Por: Lorena Castillo Trujillo
Fotografías: Lorena Castillo Trujillo y Juan Sebastian Forero
El polvo del camino entre la piel fue lo único que pudo ver al pasar sobre dos ruedas a todo andar. La ruta era cada vez más agreste y lejana, el verde se desaparecía entre los hilos de ponchos viejos que protegían del viento y le tapaban su cara con cada resoplar. Por debajo del sombrero de quien lo llevaba sin freno, empezó a ver como el sol nacía arrugado entre las hojas del totumo y sintió en su piel como empezaba a arder la mañana. Cuando cesó el movimiento revisó las cosas, miró el reloj, y sin comprender aún dónde estaba, ni cómo llegó, volvió a mirar a su alrededor. De repente los colores surgieron desde el suelo y las plumas de espíritus indígenas hechos hombres dibujaban un pintoresco mundo que jamás imaginó conocer.
La gaita, que por primera vez entonaba acordes magníficos para sus oídos, fue cambiando poco a poco su forma de comprender el universo indígena. Ahora, sus recuerdos se los empezaba a cantar el viento, recuerdos que eran sus raíces y que le confirmaban con el paso del día, la razón para estar allí y el gusto que sentía en las tierras calientes y frías del mundo indígena. El mundo de los Chenche asoleados, donde todos son hijos de la luna y el sol, formados en las aguas del Magdalena y criados por sirenas que aún resuenan en un único cantar.
Sin darse cuenta el día desapareció ante sus ojos, la noche llegaba cargada de magia y fascinación. Cantos indígenas salían de las sombras y cubrían las tierras de Nepomuceno, entonces, vio como los chenches bailaban en las noches de luna levantando polvaredas que llegaban hasta el cerro sagrado de sus ancestros, el cerro de los dioses, yerbas y amuletos. Un olor a tabaco particularmente delicioso, que en otro momento le hubiese parecido repugnante llamo su atención, guiándolo entre una densa humareda vio los pequeños ojos brillantes del cacique mayor.

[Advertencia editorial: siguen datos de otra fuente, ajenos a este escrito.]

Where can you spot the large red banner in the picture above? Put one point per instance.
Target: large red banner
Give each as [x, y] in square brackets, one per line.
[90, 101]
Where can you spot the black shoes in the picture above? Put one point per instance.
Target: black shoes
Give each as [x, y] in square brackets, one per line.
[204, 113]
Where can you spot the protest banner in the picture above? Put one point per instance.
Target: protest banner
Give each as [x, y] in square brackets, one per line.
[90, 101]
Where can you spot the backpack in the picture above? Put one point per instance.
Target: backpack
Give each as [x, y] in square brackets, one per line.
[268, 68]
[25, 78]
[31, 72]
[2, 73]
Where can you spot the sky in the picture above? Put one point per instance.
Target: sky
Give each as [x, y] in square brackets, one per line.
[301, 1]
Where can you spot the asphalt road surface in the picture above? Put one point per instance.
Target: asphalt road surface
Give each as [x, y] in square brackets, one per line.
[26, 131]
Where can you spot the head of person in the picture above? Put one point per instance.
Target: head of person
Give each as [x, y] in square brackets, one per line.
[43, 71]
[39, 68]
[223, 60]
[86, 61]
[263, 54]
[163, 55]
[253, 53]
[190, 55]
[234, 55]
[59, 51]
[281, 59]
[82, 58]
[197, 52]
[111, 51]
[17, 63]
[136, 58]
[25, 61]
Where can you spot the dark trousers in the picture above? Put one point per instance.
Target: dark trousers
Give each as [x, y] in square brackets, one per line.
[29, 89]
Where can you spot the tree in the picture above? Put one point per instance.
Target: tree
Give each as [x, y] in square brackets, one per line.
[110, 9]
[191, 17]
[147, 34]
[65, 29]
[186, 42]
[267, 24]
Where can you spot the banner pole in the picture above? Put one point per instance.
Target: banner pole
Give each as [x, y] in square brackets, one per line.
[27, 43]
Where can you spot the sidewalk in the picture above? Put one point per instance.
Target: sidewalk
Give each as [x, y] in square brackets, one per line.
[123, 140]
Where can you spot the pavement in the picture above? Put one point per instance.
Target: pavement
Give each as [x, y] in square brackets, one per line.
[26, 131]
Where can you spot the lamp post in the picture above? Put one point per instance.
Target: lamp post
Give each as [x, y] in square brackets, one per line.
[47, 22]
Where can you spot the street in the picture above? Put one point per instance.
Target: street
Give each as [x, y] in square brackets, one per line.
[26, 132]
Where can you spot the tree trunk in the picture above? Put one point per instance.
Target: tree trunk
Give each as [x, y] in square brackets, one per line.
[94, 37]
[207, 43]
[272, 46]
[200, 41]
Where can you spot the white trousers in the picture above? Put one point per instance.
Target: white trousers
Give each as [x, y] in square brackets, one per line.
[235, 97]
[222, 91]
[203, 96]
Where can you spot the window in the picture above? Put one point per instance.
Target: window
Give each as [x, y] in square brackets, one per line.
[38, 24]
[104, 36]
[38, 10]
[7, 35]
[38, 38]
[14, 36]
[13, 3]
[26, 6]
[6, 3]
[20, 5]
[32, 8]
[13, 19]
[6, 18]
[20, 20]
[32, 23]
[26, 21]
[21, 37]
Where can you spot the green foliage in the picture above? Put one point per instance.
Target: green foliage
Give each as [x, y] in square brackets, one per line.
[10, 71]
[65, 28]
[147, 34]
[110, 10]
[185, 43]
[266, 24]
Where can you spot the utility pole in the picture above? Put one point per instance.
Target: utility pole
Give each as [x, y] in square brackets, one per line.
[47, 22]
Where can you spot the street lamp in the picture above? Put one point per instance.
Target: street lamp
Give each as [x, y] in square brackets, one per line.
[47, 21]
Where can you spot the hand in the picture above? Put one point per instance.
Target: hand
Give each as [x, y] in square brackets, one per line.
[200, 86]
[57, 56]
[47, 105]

Este estaba contando historias de espíritus y vigas de oro que atraviesan por debajo la tierra, mientras proveen de vida la superficie de las vegas (cultivos), su mayor tesoro terrenal.
Por medio de estas historias únicas los guambitos aprenden a cuidar la tierra, pero sólo unos pocos reconocen su magia real y otros apenas tienen memoria del tiempo de los ancestros, una memoria que dé a pocos se queda sin aliento. Pero las historias fantásticas de Nepo mantienen encendido el fuego en el barrio del cerro.
Al día siguiente el calor sofocaba sus sueños y al ponerse de pie, los aromas producto de hornos típicos le enseñaban una vieja tradición tolimense de bizcochos y achiras, con los que se forja el futuro y los sueños de jóvenes chenchenos que luchan a diario por sus derechos, mientras que los más viejos mantienen los recuerdos con una pasión tan fuerte como la chicha puesta en un totumal. Por su parte las mujeres hacen manjares de fogón y leña, donde cocinan ilusiones hechas sancocho, una delicia que descresta a muchos forasteros, mientras, que la fuerza de los espíritus espanta a algunos otros que un día deciden nunca regresar.
Y después de todo lo vivido entendió que si fuera de algún lugar, tendría que ser de allí, del Pijao, de sus ancestros, de la tierra donde creció, donde cada mañana viene el mohán y entre guaro, tabaco y guitarras en las vegas se le puede observar. Que no vino por el río en una balsa solitaria, sino que llegó allí hasta donde bailan las palabras, producto del Chaguan (Calor) y del Chiri (Frío) y de los cantos de indios valientes que luchan con bastones y justicia por defender la tierra caliente donde crecen fuertes las plantas y en calma relucen las luces del atardecer.